Energiewende (energy transition). That’s the name of the German government’s ambitious goal to transform their energy landscape over the next few decades. By 2025, they want 35-40% of their electricity to come from renewable energy sources. By 2035, they’re targeting 55-60%. And by 2050, they hope to hit at least 80% renewable energy, coupled with an overall reduction in energy consumption of 25% (compared to 2008).
To get anywhere near this goal requires a huge investment in wind and solar energy generation, as well as a step up in their use of biomass and hydropower, and improving the overall efficiency of natural gas power plants. So far, signs are good, at least in terms of their energy mix. In 2015, renewable energy made up 32.5% of Germany’s total electricity demand.

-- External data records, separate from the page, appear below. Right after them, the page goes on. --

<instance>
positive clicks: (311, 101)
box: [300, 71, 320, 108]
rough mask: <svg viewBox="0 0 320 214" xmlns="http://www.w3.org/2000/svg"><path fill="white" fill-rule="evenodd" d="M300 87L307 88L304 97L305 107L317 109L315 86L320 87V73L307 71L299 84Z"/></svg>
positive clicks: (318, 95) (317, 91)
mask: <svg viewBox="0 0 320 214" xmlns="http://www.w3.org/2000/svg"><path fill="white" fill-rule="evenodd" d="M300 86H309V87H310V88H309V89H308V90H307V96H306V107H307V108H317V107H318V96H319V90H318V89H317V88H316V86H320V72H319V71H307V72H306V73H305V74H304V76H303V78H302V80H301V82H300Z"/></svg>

On one day in 2016, renewable technologies generated 55 GW of energy – that was 87% of Germany’s electricity demand on that day. As reported in Quartz at the time, there was so much electricity available, “Power prices actually went negative for several hours, meaning commercial customers were being paid to consume electricity.”

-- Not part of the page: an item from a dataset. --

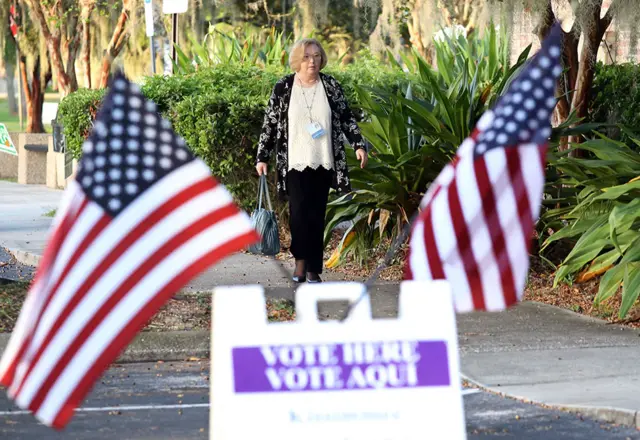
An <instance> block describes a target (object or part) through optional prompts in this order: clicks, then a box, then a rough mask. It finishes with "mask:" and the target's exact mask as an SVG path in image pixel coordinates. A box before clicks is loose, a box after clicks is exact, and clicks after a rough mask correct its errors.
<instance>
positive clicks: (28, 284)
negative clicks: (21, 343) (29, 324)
mask: <svg viewBox="0 0 640 440" xmlns="http://www.w3.org/2000/svg"><path fill="white" fill-rule="evenodd" d="M28 291H29V283H28V282H23V281H20V282H17V283H10V284H4V285H0V333H6V332H10V331H11V330H13V326H14V324H15V323H16V321H17V319H18V315H19V314H20V310H21V309H22V303H23V302H24V298H25V297H26V295H27V292H28Z"/></svg>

Alongside the environmental argument for renewables, there are also economic reasons a region might want to move away from coal and oil. A 2015 report from Bloomberg New Energy Finance showed that in Germany, coal and gas were more expensive than onshore wind – $106 and $118 versus $80/MWh – and the same was true in the UK.
In China, coal was still cheap in 2015, coming in at just $44/MWh. But solar power there was cheaper than gas ($109 versus $113/MWh). With China now taking a leading role in the fight against climate change, the prices of renewables are likely to drop further.